# i need vaccuum diagram desperatly please!



## Stanza~Steve (Sep 26, 2008)

so i got my 91 stanza for free. and it needed tranny work. no problem right? the tranny was in pieces in the trunk.

well i had a local company rebuild it (since i dont have a garage nor the time to do rebuild an automatic transmission) and i installed it into the car.

but i think im missing some vaccum wiring deals or something not hooked up right?

1. the odometer aint working.
2. there is a spot ontop of the transmission (you can see from the engine bay) and it appears to me that there is a spot for a vaccum hose to... SOMETHING?
3. when driving, if your driving normally. not gunning it or driving like grandma it doesnt like to go from 2nd into drive. it will try to shift, but it feels likes it slipping, and after a half minute? it will finally catch and be JUST fine.

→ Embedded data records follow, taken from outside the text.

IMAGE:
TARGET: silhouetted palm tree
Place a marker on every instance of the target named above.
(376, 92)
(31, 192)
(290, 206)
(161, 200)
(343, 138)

when i got the transmission, i installed it and added fluid. like.. 4? quarts at the time. then let it run and added another 4 1/2 quarts while letting it run and shifting into gears and such. letting the torque converter filling up all that good stuff. so you all know i took a auto trans class roughly a year ago so i know what to do.

i got a chiltons manual but that thing dont tell me sh!t. so what do you guys have to say lol?


----------